THE 'BELIEF' TRAP OF THE BRAIN
There is a very familiar and subtle mechanism that most traders, especially newcomers, often fall into: 'the brain always seeks to protect your beliefs, even when those beliefs are leading you to losses'.
I once thought a trade would go in the right direction just because all indicators 'seemed reasonable'. But looking back, I realized: I had 'intentionally filtered information', even unconsciously. My brain just wanted to see what it wanted to believe. Price breaking through resistance? Good. Volume a bit low? Ignore. Indicators not really supporting? That’s okay. The viewpoint was already formed, all subsequent data were just 'accessories' to prove me right.
That is the classic manifestation of 'confirmation bias', or also known as the 'confirmation effect': a form of cognitive distortion that makes you only pay attention to information that supports what you believe and inadvertently dismiss warning signals. The danger lies in the fact that it doesn’t come from ignorance, but from the 'desire to be right'.
When you expect the market to rise, you see every sign of an increase. When you just won a buy order, you will easily see opportunities to buy again. Your brain likes to be proven right, rather than warned that it is wrong.

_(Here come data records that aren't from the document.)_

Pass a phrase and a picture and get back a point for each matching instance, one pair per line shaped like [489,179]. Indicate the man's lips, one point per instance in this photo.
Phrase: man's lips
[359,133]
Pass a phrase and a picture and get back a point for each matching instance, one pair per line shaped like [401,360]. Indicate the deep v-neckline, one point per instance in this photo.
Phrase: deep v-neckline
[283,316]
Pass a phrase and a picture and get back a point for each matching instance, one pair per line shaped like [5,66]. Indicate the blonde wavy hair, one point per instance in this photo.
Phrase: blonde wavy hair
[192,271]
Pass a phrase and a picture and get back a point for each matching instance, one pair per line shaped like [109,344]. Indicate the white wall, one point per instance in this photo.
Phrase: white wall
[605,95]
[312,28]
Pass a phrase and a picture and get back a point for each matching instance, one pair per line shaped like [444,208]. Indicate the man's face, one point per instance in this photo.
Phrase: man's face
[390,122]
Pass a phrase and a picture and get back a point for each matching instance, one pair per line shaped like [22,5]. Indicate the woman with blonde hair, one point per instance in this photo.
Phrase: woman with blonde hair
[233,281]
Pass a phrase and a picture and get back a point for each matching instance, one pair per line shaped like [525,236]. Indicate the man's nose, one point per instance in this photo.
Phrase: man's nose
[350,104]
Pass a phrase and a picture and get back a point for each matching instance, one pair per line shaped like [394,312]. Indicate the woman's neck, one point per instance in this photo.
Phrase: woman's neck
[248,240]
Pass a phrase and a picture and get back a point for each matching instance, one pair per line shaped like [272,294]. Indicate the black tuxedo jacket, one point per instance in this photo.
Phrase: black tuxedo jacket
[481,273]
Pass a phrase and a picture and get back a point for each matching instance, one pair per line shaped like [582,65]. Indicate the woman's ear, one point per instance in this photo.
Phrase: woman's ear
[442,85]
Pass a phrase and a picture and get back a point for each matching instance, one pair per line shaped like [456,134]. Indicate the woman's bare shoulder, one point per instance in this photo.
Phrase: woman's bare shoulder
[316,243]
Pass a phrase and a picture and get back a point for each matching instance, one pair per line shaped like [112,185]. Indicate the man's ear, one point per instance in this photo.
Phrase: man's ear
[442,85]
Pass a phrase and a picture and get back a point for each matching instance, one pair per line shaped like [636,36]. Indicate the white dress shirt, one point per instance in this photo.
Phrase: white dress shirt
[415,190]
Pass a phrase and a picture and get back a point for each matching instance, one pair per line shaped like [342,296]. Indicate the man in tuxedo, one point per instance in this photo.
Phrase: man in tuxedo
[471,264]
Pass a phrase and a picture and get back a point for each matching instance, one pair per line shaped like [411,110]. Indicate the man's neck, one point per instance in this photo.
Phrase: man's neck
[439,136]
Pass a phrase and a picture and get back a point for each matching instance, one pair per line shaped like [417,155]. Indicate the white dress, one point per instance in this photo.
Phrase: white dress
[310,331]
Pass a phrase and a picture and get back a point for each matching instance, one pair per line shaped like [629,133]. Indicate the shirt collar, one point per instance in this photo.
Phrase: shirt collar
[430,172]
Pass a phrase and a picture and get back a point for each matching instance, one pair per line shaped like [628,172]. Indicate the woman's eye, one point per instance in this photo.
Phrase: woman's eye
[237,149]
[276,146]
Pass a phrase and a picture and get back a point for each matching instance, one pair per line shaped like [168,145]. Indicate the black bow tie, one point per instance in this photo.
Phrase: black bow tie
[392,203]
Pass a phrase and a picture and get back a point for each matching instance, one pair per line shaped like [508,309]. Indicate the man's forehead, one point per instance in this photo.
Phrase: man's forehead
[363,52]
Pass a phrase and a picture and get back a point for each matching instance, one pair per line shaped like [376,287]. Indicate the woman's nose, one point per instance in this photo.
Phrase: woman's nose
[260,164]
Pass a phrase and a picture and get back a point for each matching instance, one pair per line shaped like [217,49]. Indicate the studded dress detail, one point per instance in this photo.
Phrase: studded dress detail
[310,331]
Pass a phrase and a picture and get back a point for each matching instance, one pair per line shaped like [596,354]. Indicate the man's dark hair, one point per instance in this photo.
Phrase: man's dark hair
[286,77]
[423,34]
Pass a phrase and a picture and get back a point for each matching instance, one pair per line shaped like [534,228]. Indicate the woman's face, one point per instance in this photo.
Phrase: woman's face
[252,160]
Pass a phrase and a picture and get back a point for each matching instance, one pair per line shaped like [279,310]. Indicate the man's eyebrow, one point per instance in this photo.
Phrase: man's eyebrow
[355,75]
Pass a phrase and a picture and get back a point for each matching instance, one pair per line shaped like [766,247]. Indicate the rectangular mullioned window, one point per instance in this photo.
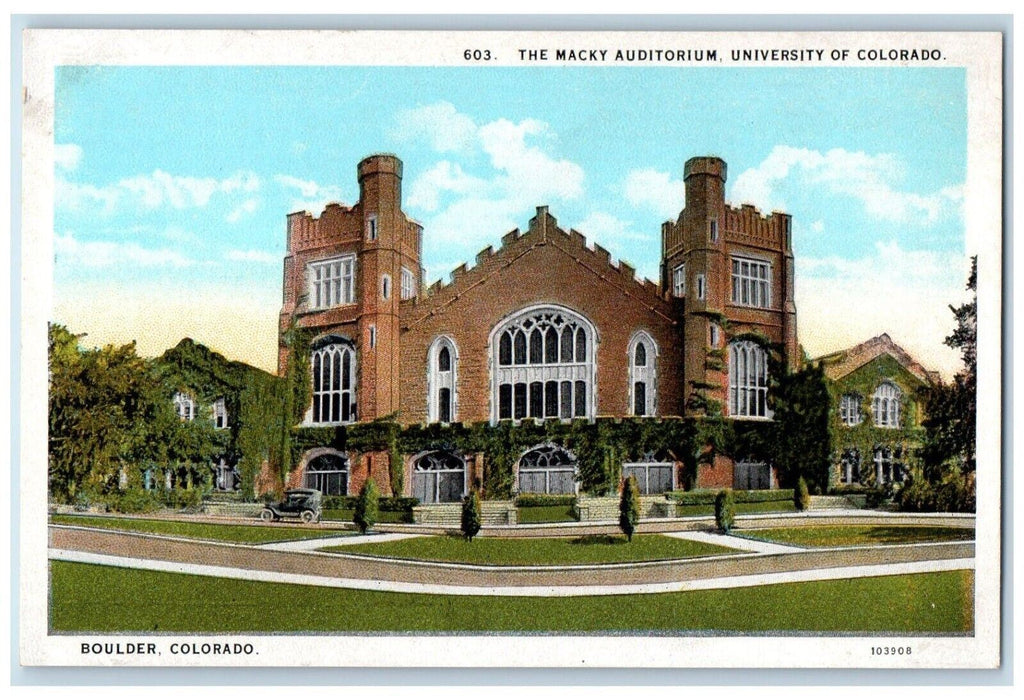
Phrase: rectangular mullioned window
[752,282]
[331,282]
[408,283]
[679,281]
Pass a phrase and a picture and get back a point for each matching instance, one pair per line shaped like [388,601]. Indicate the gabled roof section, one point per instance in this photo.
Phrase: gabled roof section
[842,362]
[543,230]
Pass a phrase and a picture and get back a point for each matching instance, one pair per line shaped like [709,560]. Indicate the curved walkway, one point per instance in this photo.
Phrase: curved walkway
[357,571]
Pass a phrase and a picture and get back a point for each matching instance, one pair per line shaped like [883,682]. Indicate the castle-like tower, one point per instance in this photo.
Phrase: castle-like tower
[345,274]
[733,270]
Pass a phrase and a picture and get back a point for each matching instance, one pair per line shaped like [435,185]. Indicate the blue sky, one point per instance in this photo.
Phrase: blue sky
[173,183]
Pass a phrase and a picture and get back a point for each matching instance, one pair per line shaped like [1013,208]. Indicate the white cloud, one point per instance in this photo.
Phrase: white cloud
[907,294]
[247,207]
[152,191]
[67,156]
[611,232]
[252,256]
[70,250]
[312,197]
[440,124]
[868,178]
[442,177]
[469,208]
[655,190]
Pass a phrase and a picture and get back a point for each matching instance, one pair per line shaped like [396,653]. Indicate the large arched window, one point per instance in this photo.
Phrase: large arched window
[333,367]
[547,469]
[748,380]
[328,474]
[442,366]
[438,478]
[643,359]
[885,405]
[543,365]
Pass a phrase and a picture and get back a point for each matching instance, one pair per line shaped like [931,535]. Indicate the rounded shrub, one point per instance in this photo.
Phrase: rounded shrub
[725,510]
[367,507]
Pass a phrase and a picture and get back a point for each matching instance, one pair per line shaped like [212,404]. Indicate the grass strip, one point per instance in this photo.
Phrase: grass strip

And the more you try to protect your initial belief, the more likely you are to hit subsequent losing trades, not because the market is difficult, but because you 'are no longer honest with the data'.
The market doesn't care what you think, nor does it work against you. But the ego does. The ego likes continuity, likes to be right, likes to be praised (even if it's just in your head). And so you unconsciously adjust your perspective to match your expectations, then wonder why a beautiful order ends up being wrong.

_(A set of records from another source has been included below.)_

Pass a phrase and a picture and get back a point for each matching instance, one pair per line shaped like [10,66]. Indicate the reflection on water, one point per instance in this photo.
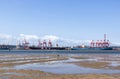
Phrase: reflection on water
[63,68]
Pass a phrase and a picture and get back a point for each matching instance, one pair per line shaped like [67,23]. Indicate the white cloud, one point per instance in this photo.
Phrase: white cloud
[28,37]
[50,37]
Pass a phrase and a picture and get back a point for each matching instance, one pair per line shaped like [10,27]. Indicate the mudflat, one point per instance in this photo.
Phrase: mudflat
[95,61]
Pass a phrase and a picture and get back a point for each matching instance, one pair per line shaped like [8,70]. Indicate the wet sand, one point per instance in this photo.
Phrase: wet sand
[8,61]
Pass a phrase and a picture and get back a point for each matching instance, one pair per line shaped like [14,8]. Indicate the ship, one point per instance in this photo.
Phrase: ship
[7,47]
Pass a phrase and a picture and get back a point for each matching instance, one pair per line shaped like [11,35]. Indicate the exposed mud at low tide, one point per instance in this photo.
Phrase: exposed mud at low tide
[62,66]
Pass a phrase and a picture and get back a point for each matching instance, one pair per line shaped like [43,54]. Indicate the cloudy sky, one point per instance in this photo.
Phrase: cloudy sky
[66,20]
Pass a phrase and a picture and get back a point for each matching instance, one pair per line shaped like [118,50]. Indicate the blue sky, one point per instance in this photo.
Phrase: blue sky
[71,19]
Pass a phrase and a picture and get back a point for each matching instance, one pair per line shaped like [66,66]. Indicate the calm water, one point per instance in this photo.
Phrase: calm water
[62,66]
[59,52]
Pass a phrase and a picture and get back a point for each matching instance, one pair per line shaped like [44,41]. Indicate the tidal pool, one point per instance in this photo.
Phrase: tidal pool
[60,67]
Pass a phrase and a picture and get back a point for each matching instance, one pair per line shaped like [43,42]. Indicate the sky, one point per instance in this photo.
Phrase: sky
[64,19]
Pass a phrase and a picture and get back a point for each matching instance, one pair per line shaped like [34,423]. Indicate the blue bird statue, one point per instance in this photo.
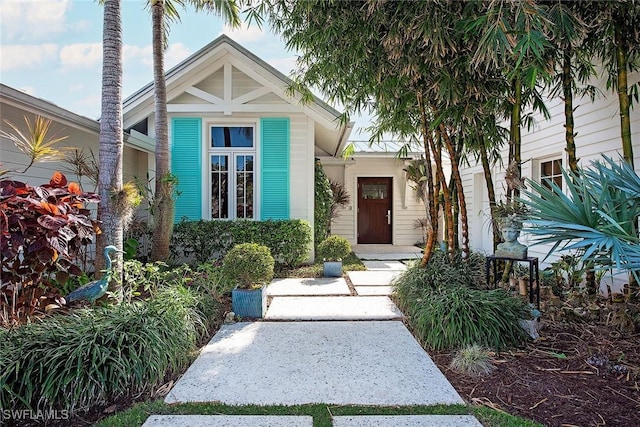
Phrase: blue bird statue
[94,290]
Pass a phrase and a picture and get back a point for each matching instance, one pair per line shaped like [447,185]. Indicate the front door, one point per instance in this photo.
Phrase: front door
[374,210]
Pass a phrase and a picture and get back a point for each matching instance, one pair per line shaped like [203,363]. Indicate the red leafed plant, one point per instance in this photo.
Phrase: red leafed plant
[43,229]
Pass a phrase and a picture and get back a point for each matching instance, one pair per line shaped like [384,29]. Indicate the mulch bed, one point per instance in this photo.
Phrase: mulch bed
[576,374]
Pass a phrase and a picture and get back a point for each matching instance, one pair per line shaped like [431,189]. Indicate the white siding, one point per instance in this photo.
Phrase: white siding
[134,161]
[598,132]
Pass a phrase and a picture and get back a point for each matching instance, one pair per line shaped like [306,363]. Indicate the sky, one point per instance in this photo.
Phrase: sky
[52,49]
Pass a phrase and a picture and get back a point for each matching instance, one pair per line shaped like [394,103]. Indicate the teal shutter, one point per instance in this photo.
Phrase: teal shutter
[274,186]
[186,165]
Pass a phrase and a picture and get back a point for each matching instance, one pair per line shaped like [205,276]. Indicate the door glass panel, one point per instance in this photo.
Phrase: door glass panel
[244,186]
[219,187]
[374,191]
[231,137]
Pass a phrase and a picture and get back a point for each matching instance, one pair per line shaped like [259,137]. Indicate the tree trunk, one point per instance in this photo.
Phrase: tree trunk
[622,54]
[488,179]
[515,139]
[567,89]
[455,171]
[448,208]
[430,204]
[163,209]
[111,139]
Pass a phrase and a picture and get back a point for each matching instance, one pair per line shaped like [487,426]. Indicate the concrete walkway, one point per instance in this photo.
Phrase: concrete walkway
[320,342]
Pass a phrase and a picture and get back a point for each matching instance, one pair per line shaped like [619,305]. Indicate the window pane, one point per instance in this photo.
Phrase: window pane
[219,187]
[374,191]
[244,187]
[231,137]
[551,171]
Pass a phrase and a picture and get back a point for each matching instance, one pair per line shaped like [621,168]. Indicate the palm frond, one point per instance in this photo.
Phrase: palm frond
[597,215]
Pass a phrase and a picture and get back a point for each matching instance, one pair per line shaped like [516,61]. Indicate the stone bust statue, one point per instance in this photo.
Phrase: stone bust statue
[511,248]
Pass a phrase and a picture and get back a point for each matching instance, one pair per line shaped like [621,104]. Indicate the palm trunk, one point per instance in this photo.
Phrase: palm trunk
[448,208]
[163,197]
[455,171]
[488,179]
[622,57]
[111,139]
[567,83]
[431,212]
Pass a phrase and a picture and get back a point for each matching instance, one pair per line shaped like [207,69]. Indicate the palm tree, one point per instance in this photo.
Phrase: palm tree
[596,217]
[111,138]
[163,12]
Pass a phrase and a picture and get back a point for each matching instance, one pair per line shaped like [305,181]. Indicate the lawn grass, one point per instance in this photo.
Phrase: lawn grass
[322,414]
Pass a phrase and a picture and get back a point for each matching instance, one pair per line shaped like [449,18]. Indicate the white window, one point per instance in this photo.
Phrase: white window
[232,156]
[551,171]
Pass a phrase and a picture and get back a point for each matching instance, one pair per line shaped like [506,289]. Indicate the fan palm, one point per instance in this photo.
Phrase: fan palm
[598,216]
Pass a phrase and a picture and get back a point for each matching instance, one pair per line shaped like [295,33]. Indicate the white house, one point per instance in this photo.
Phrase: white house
[81,132]
[384,207]
[543,150]
[244,147]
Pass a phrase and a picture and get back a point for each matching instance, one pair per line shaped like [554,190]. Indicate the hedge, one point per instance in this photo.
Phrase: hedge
[202,240]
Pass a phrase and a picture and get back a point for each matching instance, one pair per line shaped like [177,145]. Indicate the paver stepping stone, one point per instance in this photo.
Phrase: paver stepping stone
[385,265]
[374,290]
[390,256]
[291,363]
[317,286]
[228,421]
[372,278]
[333,308]
[406,421]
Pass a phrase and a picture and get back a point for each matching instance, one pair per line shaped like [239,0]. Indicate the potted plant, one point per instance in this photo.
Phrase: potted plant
[249,267]
[333,250]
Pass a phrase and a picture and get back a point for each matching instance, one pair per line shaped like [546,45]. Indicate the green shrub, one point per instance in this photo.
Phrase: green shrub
[447,310]
[248,265]
[441,271]
[473,360]
[334,248]
[203,241]
[91,356]
[453,317]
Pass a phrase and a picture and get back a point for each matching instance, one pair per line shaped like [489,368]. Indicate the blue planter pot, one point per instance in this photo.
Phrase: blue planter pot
[249,302]
[332,269]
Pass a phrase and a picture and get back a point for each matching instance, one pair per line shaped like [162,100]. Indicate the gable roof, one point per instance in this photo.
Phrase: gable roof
[208,60]
[11,97]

The solution does not lie in becoming 'numb', but in 'becoming intentionally objective'. Before entering an order, write down what would make you cancel the order. If there are no conditions for cancellation, it means you are looking for reasons to enter, not looking for reasons to be right.
In the end, you are not trading with the market, you are trading with your own emotional version every day. And if you don’t realize you are wearing a filter of expectations, you will see the market in the color of your own ego, not in the color of the truth.

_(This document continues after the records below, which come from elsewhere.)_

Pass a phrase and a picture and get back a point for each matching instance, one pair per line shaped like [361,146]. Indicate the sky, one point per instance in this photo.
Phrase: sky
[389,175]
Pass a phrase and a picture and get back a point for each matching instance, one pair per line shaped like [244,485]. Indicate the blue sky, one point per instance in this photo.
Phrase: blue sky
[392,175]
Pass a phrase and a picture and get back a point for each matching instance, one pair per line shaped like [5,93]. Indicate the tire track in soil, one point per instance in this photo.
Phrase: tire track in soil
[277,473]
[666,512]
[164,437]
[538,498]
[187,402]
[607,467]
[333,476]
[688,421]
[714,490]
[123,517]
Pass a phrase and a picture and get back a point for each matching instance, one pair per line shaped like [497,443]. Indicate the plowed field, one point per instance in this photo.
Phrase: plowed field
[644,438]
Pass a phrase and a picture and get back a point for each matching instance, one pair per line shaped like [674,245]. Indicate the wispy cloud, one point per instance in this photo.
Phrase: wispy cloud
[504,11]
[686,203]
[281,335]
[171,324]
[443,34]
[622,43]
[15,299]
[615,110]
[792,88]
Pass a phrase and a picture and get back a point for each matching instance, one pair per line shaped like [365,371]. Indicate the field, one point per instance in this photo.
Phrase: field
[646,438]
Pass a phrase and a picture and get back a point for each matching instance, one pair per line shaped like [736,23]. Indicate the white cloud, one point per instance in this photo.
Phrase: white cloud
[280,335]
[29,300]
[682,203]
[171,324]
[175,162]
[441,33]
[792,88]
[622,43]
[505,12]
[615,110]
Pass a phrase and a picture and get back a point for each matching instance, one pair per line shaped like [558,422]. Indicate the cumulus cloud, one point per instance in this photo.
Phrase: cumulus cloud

And because of this mechanism, in 60% of the time the market consists of 50/50 gambling waves, where 50% of the data supports the bullish side and 50% supports the bearish side. There will be enough space for your desires, whether you believe in the bullish side or the bearish side, you will also have data to support that belief. And the function of the brain is to ignore 50% of data in the opposite direction by 'confirmation bias'. At that point, your winning ratio is no different from a gambler placing bets, regardless of your knowledge.
SUMMARY OF ALDEN'S 2-2-6 FORMULA
In the market, 20% are waves to focus on, 20% are waves to avoid, and 60% are trap waves. It sounds simple. But to live with it, you must learn the three hardest lessons in this profession:
1. Know when to focus all your efforts.
2. Know when to absolutely stay out.
3. Know to stop even when you 'almost believe' you are right.
Start by sticking three pieces of paper next to your screen:
- Blue - “20% Clear Opportunity”
- Red - “20% Noise - avoid”
- Gray - “60% Illusion Zone, staying out is also a decision”
Before each order, ask yourself: “Which zone does this order belong to?”
If you cannot answer decisively, default to the Gray zone, cancel.
The 2-2-6 formula is an immune system, not a guide to win quickly. You don’t need many trades. You need to focus on fewer correct trades, and the fewer ambiguous trades, the better. And after living with this formula for a while, you will realize that profits come from the right 20% of trades, while the rest is nearly break-even or slightly negative. And the decision to maintain discipline to stay out during 80% of unclear and risky times is what helps us survive in the market.